Ma Nu, 44, a Karen refugee, arrived in the Twin Cites in October with her two young children. She doesn't speak English, and she's still adjusting to life here. This Christmas, she plans to attend church services and share a meal with others from the Karen community.
"I will just be happy to be in the U.S.," said Nu, who spoke recently through an interpreter at First Karen Baptist Church in St. Paul, which has helped her resettle.
In their villages and refugee camps, the Karen often would go caroling. Instead of exchanging gifts, Karen communities also hold games and other competitions on Christmas Day, with the winners awarded prizes.
Anderson said St. Bernard's is doing both this Christmas. It has organized caroling excursions and on Christmas Day plans games and competitions in a gym, including tug of war, volleyball and a pingpong tournament.
"The whole day sort of goes by and all of a sudden Christmas is done and they say, 'Wow, that was a wonderful day,'" Anderson said. "This whole sense of community they're bringing with them is something we need."
Edna Kiriama, 38, immigrated to the Twin Cities from Kenya with her husband and three children. It's her second Christmas in the United States. She didn't play Santa or trim a Christmas tree in Kenya and hasn't adopted the practice here.
But she finds the sparkling Christmas lights and decorations beautiful and admires the charitable giving that increases this time of year. She's tried to adopt that in her new life and gives when she can.

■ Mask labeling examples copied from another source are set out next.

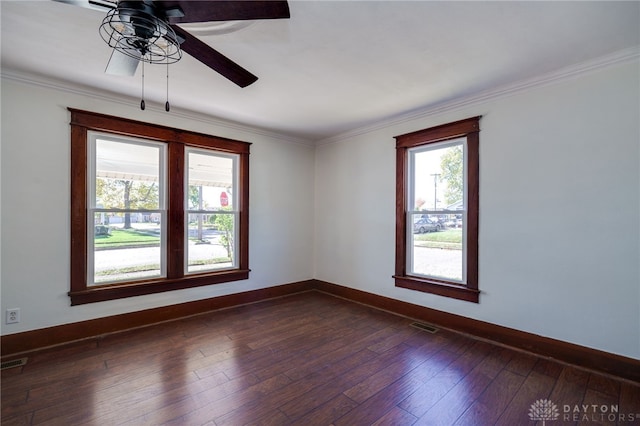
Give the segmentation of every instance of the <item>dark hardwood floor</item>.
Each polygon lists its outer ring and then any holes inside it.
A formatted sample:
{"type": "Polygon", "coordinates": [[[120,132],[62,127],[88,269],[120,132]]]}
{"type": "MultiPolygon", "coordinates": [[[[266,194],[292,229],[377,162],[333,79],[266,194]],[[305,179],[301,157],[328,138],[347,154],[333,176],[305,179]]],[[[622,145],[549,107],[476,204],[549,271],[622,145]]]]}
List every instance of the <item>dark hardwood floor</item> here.
{"type": "Polygon", "coordinates": [[[411,323],[311,291],[40,351],[2,424],[640,424],[640,384],[411,323]]]}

"Many things don't make sense to me, like Santa, like snowman," said Kiriama, who is a Lutheran. "I don't see the connection to the birth of Jesus to these things. Our Christmas is more like your Thanksgiving here. It's a time of getting together and people travel a lot to go back to their families. You could get a gift ... but it doesn't have to be put in a box and wait for a particular day to open it."
A joyous family Christmas
Seeking a more prosperous life for his family, Nigatu immigrated to the Twin Cities nearly four years ago from Ethiopia. But his wife and children arrived in July, delayed by a time-consuming immigration process. They also had to save money for airfare.
Nigatu, an Orthodox Christian, says many people in non-urban areas of Ethiopia attend church services at Christmas. Instead of exchanging gifts, they play a hockey-like game and have competitions -- like the Karen -- and award prizes to the winners.
Some people in more urban areas do have Christmas trees and give gifts, he said. He did not do such things there with his family, but since arriving in the United States, he's embraced more American Christmas traditions.
His children, ages 4 to 12, have heard about Santa Claus at school and they've asked their parents for Christmas gifts this year. His three girls all want dolls; the boys want toy cars, and one wants a watch. He said it was very depressing not having his wife and children with him earlier, and he's overjoyed to be celebrating their first Christmas here. He doesn't want to disappoint his children.
"My feeling is high," he said. "I'm glad I have my family. Now it's ... double joy for me, for the first time with my kids and wife, celebrating our first Western Christmas."